The West and Northern Africa region is currently undergoing unprecedented population growth and urbanization, primarily fueled by rural-to-urban migration and natural population increase. While this demographic shift brings about economic opportunities, it also presents significant environmental, social, and financial challenges.

The fast-paced urbanization is putting tremendous pressure on the current infrastructure, which has led to insufficient housing and transportation, poor air quality, inadequate healthcare, and subpar management of solid waste. This, in turn, has resulted in negative consequences, such as inadequate city planning, public service delivery, and infrastructure development. The unchecked growth of cities has also led to environmental degradation, which continues to impact the quality of life for urban dwellers.

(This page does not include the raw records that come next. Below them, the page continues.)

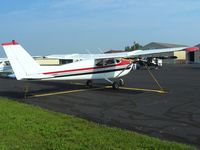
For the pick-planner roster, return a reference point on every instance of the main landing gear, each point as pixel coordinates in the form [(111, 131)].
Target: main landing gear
[(116, 84), (89, 83)]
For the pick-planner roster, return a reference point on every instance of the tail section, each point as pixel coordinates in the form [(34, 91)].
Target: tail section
[(23, 65)]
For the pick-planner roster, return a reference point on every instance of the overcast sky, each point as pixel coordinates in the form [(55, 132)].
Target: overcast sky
[(80, 26)]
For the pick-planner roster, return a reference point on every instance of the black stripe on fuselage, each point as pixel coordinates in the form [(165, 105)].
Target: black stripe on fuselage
[(86, 73)]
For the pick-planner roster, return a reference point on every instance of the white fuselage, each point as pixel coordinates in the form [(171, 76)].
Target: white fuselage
[(87, 70)]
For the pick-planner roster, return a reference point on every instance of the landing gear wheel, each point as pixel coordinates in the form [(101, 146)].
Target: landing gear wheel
[(121, 82), (115, 85), (89, 83)]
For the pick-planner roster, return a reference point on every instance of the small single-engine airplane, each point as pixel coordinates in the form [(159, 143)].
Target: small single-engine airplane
[(87, 67)]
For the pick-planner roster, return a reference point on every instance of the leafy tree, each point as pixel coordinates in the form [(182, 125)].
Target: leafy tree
[(135, 46)]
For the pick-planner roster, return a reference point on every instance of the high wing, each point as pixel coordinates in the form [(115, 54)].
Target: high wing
[(121, 54), (3, 59)]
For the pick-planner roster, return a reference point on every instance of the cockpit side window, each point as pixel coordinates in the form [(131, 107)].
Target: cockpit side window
[(99, 62), (109, 61)]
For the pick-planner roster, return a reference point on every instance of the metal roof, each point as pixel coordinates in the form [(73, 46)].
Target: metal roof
[(157, 45)]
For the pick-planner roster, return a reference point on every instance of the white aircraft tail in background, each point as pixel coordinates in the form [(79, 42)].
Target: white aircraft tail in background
[(22, 63)]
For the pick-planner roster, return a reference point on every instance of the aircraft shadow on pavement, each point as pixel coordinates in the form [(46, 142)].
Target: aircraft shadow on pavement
[(29, 89)]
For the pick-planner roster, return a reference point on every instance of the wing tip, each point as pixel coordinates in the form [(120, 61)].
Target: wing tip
[(13, 42), (192, 49)]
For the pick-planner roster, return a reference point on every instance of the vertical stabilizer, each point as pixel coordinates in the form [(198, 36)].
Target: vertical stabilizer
[(23, 65)]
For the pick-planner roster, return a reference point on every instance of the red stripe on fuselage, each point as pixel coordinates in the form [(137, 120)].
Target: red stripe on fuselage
[(10, 43), (123, 62)]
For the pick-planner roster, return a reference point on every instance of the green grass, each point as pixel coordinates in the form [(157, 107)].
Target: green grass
[(27, 127)]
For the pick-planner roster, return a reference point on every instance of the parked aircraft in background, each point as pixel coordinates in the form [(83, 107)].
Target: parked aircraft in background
[(87, 67)]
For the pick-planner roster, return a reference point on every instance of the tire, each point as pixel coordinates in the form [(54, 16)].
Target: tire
[(121, 82), (89, 83), (115, 85)]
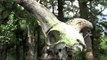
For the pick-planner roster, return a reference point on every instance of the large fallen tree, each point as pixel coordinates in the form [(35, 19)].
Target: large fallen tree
[(60, 34)]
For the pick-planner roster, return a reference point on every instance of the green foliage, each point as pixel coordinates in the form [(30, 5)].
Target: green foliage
[(7, 29), (103, 42)]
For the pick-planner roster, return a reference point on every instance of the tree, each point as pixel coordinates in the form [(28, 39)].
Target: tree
[(62, 32)]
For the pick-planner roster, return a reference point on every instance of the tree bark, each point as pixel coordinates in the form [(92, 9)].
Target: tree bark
[(88, 41), (39, 11), (60, 10), (31, 46), (57, 31), (3, 51)]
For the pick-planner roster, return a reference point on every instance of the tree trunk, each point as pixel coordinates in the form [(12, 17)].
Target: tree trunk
[(59, 33), (60, 10), (46, 18), (30, 53), (84, 14), (3, 51)]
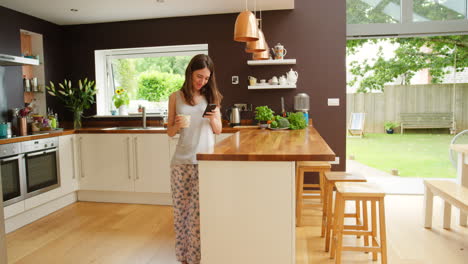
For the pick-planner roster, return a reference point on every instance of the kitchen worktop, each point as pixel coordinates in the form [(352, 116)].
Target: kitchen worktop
[(94, 130), (272, 145)]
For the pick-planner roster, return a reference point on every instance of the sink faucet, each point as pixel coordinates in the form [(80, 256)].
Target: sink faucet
[(143, 114)]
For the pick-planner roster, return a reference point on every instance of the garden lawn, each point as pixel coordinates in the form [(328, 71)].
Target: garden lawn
[(414, 155)]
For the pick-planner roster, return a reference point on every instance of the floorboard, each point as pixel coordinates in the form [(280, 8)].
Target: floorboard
[(108, 233)]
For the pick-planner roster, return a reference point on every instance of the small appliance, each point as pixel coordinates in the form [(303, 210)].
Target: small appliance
[(234, 116)]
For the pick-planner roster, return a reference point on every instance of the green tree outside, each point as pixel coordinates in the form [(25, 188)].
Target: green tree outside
[(157, 86), (150, 78), (442, 54)]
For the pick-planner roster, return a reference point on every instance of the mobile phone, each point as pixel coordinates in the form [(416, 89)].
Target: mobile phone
[(209, 108)]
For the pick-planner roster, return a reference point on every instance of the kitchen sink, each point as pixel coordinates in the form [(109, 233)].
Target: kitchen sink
[(134, 128)]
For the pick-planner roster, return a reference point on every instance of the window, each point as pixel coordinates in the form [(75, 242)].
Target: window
[(378, 18), (147, 75)]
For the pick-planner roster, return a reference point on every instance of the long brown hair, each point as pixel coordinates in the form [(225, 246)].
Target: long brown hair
[(210, 90)]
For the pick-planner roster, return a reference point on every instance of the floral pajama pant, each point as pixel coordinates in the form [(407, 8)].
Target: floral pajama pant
[(184, 185)]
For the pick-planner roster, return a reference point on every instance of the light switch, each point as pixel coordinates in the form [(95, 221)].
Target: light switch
[(337, 161), (333, 101)]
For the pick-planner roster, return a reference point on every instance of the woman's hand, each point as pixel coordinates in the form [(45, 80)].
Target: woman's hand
[(215, 120), (179, 120), (213, 114)]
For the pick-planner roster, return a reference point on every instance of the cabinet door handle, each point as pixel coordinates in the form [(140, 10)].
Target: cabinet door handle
[(73, 157), (80, 146), (135, 148), (128, 159)]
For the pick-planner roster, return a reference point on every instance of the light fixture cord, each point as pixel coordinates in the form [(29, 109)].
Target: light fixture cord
[(261, 20)]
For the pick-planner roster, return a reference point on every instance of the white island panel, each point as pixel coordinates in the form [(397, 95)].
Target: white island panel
[(247, 212)]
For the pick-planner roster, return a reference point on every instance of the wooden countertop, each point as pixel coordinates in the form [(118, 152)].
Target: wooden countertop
[(272, 145), (95, 130)]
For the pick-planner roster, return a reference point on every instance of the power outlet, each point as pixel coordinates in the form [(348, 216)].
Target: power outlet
[(242, 107)]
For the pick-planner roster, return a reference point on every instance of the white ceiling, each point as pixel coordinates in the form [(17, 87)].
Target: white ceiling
[(98, 11)]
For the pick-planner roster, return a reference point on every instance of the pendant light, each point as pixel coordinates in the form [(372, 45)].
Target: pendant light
[(264, 55), (259, 45), (246, 29)]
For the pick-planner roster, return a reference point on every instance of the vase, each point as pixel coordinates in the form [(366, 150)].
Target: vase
[(22, 126), (123, 110), (77, 119)]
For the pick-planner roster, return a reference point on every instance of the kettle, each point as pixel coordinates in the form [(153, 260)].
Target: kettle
[(292, 77), (234, 116)]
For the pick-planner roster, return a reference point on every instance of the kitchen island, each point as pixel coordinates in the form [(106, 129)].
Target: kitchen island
[(247, 194)]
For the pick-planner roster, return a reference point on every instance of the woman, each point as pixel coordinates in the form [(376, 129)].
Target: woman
[(196, 135)]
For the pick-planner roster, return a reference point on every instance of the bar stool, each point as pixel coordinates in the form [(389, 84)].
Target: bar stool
[(309, 166), (332, 177), (359, 191)]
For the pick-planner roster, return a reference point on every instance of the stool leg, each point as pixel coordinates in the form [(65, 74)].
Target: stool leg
[(447, 214), (300, 200), (358, 215), (374, 228), (321, 185), (297, 193), (365, 222), (324, 208), (334, 227), (428, 205), (383, 235), (339, 227), (329, 215)]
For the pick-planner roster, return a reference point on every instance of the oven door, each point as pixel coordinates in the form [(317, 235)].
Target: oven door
[(42, 171), (12, 180)]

City authorities have struggled to address various challenges due to limited resources, skills, and tools. With this in mind, the Eco-Smart Cities and Know Your City (KYC) projects aims to tackle these issues by offering reliable open data and visual analysis to city authorities, community groups, and other stakeholders. They will also provide capacity building and follow an open and participatory approach to collaborate with the private sector for sustainable urban development.

Approach

Methodology

  • Engage with stakeholder’s and local partner’s input in selecting project cities.
  • Conduct a master training in Abuja, bringing partners together to align the project’s approach, tools, knowledge sharing, and contextualization.
  • Train local mappers, including technical stakeholders, from city authorities.
  • Engage stakeholders through data use case survey desk review and capacity building.
  • Conduct remote mapping activities.
  • Analyze data, develop a product web map, and package open data for stakeholders.
  • Host a regional workshop bringing together city authorities and experts from the region to present project findings, recommendations, and data products.
  • In Nigeria, combine remote mapping data with relevant existing data from critical stakeholders and use sensors to generate air quality data for five months.

Datasets Collected

The projects will generate datasets on building footprints and attributes, roads, waterways, zone names, air quality data, population, infrastructure, services, land use, health, and public facilities.

Expected Outcomes

  • A minimum of eight (8) secondary and populated cities across two countries are mapped, and data is publicly available to city authorities and added to OSM for development purposes.
  • New partnerships are established with city authorities in eight or more cities in two countries.
  • Over five (5) million buildings’ footprints are reflected on OpenStreetMap.
  • Over 5,000 kilometers of roads and waterways are added to OSM.
  • An interactive web map is developed to house data layers for stakeholders and the general public to access and download.
  • Map an area home to over 10 million people.
  • Over 100 Communities, zones, and town names across several cities are added to the OpenStreetMap geospatial database.
  • Map contributors are trained using AI tools for improved and accurate remote mapping activities.
  • Existing datasets are combined with remote mapping datasets to provide maps of cities with an emphasis on air quality-impacted areas.
  • Analysis of air quality, population, and causes will be presented in visualized formats.

Expected Impact

  • The project outcomes will pave the way for accurate ground-truthing activities leading to amenities and street view mapping.
  • Upgraded and expanded spatial data on urban infrastructure, including building layouts and footprints, road networks, waterways, land use, and settlement names on public maps, are available, leading to better service delivery and quality of life for residents and commuters to city authorities.
  • The project will combine satellite data, ground-based sensor data, and OSM data to identify pollution hotspots and at-risk communities. This data will be critical for stakeholders to make data-driven decisions for air quality management that promotes public health.